ShardTensor: Domain Parallelism for Scientific Machine Learning
Corey Adams, Peter Harrington, Akshay Subramaniam, Mohammad Shoaib Abbas, Jaideep Pathak, Mike Pritchard, Sanjay Choudhry

TL;DR
ShardTensor introduces a new domain parallelism paradigm that allows scalable processing of high-resolution scientific data, overcoming traditional hardware constraints and improving training and inference efficiency.
Contribution
It presents ShardTensor, a generalized framework for domain parallelism that decouples data size from hardware limitations in SciML workloads.
Findings
Achieves strong and weak scaling during training and inference.
Enables processing of higher data sizes with improved latency.

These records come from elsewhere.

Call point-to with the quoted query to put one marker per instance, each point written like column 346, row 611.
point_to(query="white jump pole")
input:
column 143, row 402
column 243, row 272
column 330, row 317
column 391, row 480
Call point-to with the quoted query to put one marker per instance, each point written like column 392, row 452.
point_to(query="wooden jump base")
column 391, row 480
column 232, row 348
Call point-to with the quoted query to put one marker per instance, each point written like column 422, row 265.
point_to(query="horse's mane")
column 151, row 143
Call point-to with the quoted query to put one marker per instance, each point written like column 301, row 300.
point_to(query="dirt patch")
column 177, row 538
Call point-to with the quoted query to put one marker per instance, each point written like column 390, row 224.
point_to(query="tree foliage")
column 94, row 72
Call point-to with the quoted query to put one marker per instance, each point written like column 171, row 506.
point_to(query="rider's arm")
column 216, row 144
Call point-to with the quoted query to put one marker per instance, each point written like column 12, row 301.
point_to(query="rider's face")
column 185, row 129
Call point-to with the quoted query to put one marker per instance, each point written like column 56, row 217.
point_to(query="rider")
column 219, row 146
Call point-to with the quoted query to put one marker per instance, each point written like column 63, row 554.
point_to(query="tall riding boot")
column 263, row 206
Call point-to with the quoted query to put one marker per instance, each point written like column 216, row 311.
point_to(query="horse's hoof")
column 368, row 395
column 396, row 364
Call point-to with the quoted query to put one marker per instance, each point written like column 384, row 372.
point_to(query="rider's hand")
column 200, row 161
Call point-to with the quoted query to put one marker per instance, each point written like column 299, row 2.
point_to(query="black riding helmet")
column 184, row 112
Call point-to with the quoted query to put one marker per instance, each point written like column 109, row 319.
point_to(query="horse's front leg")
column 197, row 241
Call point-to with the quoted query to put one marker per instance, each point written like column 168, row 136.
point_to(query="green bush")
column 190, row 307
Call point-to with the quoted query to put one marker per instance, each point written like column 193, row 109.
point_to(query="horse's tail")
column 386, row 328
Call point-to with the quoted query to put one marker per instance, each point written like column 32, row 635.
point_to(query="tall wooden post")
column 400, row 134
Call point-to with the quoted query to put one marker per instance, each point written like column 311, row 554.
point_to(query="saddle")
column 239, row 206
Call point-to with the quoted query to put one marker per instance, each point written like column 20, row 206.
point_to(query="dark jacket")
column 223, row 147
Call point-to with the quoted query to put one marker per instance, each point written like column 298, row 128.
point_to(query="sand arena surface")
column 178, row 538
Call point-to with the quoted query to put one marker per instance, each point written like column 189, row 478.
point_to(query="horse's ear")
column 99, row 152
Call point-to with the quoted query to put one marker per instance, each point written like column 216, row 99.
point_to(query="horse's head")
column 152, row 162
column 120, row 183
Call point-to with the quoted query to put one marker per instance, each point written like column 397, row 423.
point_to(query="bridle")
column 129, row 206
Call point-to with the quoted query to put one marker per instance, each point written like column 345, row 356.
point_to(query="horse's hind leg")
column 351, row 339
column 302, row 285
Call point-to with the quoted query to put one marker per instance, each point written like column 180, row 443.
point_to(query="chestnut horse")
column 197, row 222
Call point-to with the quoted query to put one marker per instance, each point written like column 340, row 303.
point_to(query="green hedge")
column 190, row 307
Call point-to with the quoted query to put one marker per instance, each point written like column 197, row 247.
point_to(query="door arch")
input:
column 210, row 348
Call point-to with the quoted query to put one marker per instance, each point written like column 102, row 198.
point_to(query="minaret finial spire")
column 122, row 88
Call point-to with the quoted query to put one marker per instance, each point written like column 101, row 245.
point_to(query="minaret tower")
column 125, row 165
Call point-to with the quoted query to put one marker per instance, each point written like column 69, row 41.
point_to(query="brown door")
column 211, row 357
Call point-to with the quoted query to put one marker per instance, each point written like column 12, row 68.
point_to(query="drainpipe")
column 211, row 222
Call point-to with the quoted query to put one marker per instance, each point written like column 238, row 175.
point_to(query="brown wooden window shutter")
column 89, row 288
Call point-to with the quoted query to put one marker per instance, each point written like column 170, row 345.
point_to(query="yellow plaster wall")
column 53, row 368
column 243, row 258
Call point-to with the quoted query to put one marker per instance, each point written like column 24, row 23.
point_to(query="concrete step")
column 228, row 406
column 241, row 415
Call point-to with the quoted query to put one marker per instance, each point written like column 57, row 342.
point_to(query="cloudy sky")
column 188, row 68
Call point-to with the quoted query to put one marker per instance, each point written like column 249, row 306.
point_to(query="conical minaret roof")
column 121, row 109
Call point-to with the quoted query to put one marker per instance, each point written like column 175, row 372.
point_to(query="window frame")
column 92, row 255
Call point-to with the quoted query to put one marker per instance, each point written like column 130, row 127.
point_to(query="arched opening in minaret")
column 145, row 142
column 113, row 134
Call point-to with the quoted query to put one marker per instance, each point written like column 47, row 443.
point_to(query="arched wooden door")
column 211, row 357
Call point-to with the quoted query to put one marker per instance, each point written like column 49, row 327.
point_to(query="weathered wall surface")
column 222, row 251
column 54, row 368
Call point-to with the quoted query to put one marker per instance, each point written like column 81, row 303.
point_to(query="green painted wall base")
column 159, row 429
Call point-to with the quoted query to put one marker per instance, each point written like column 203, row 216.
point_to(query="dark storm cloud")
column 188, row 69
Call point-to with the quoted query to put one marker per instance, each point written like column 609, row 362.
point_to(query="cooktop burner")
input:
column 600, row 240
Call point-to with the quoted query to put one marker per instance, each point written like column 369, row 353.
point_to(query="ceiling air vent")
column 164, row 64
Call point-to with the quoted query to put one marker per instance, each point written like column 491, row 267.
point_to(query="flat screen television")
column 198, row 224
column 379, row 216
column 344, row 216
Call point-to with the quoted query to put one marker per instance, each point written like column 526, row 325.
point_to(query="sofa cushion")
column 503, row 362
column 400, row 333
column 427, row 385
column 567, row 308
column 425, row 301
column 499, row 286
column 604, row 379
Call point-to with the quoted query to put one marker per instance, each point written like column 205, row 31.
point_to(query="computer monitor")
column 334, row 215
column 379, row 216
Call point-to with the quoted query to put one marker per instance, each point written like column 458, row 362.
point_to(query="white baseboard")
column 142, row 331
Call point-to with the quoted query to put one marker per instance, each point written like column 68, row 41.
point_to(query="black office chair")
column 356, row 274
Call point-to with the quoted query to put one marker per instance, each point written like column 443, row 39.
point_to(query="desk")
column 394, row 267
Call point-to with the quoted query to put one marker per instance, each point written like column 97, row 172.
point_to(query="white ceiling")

Supports multiple dimensions of parallelization for extreme-scale inputs.
Abstract
Scientific Machine Learning (SciML) faces unique challenges for extreme-resolution data, with mitigations that often fail to scale or degrade the accuracy of trained models. While some specialized methods have achieved remarkable results in training models or performing inference on massive spatial datasets with bespoke techniques, there is no generalized framework for parallelization over input data below batch size one per device. In this work we introduce ShardTensor: a novel paradigm of domain parallelism that enables flexible scaling of input data to arbitrary sizes. By decoupling the spatial dimensionality of input data from hardware constraints, ShardTensor enables scientific machine learning workloads to reach new levels of high fidelity training and inference. We demonstrate both strong and weak scaling of workloads during training and inference, showing improved latency with…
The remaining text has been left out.